Here, the Makefile is more than just a job scheduler. At initialization, it generates dummy files to store timestamps, so it knows which jobs to skip and which jobs to run. The downside is that you cannot run the Makefile on its own. You have to run it through makefile(..., run = TRUE).

The makefile() function has additional arguments. The remake_args argument passes additional arguments to remake::make(). For example, makefile(remake_args = list(verbose = FALSE)) is equivalent to remake::make(..., verbose = F) for each target. You cannot set target_names or remake_file this way. Also, prepend argument writes arbitrary lines of code to the top of the Makefile. As explained in the next section, this is the key to submitting processes as jobs on a cluster.

High-performance computing

If you want to run make -j to distribute tasks over multiple nodes of a Slurm cluster, you should generate a Makefile like the one in this post. To do this, run the following in an R session

makefile(..., command = "make", args = "--jobs=4",
  prepend = c(
    "SHELL=srun",
    ".SHELLFLAGS= <ARGS> bash -c"))

where <ARGS> stands for additional arguments to srun. To ensure that jobs continue to get submitted after you log out, put the call to makefile() in an R script (say, my_script.R) and run the following in the Linux command line.

nohup nice -19 R CMD BATCH my_script.R &

For other task managers such as PBS, you may have to create a custom stand-in for a shell. For example, suppose we are using the Univa Grid Engine. From R, call

makefile(.., command = "make", args = "--jobs=8",
  prepend = "SHELL = ./shell.sh")

where the file shell.sh contains

#!/bin/bash
shift
echo "module load R; $*" | qsub -sync y -cwd -j y

Now, in the Linux command line, enable execution with

chmod +x shell.sh

As before, write your call to makefile() in an R script and run

nohup nice -19 R CMD BATCH my_script.R &

The same approach should work for LSF systems, where make replaced by lsmake and the Makefile is compatible.

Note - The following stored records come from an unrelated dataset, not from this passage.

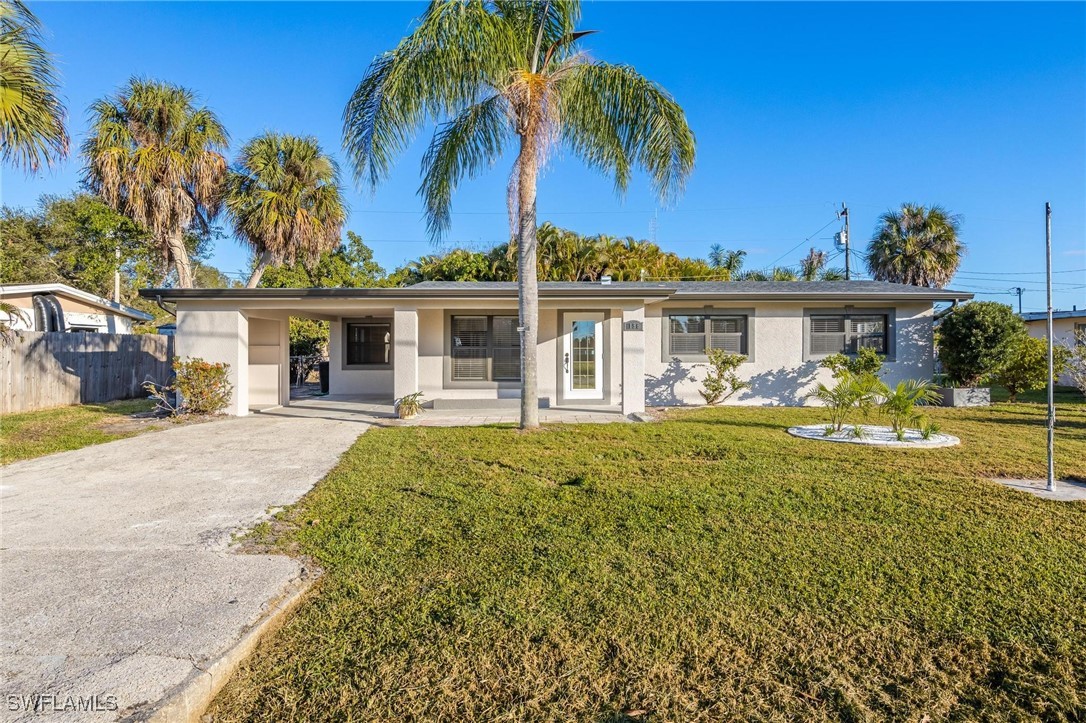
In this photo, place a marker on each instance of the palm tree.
(917, 245)
(32, 116)
(156, 157)
(501, 71)
(285, 200)
(725, 261)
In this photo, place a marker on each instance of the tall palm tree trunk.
(175, 242)
(528, 282)
(262, 264)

Regardless of the system, be sure that all nodes point to the same working directory so that they share the same .remake storr cache. For the Univa Grid Engine, the -cwd flag for qsub accomplishes this.

Use with the downsize package

The downsize package is compatible with parallelRemake and remakeGenerator workflows, and the remakeGenerator vignette explains how to use these packages together.

Accessing the remake cache for debugging and testing

Intermediate remake objects are maintained in remake’s hidden storr cache. At any point in the workflow, you can reload them using recall(name), where name is a character string denoting the name of a cached object, and you can see the names of all the available objects with the recallable() function. Enter multiple names to return a named list of multiple objects (i.e., recall(name1, name2)). Important: this is only recommended for debugging and testing. Changes to the cache are not tracked and thus not reproducible.

The functions create_bindings() and make_environment() are alternatives from remake itself. Just be careful with create_bindings() if your project has a lot of data.

Multiple remake/YAML files

remake has the option to split the workflow over multiple YAML files and collate them with the “include:” field. If that’s the case, just specify all the root nodes in the remakefiles argument to makefile(). (You could also specify every single YAML file, but that’s tedious.) If needed, makefile() will recursively combine the targets, sources, etc. in the constituent remakefiles and output a new collated YAML file that the master Makefile will then use.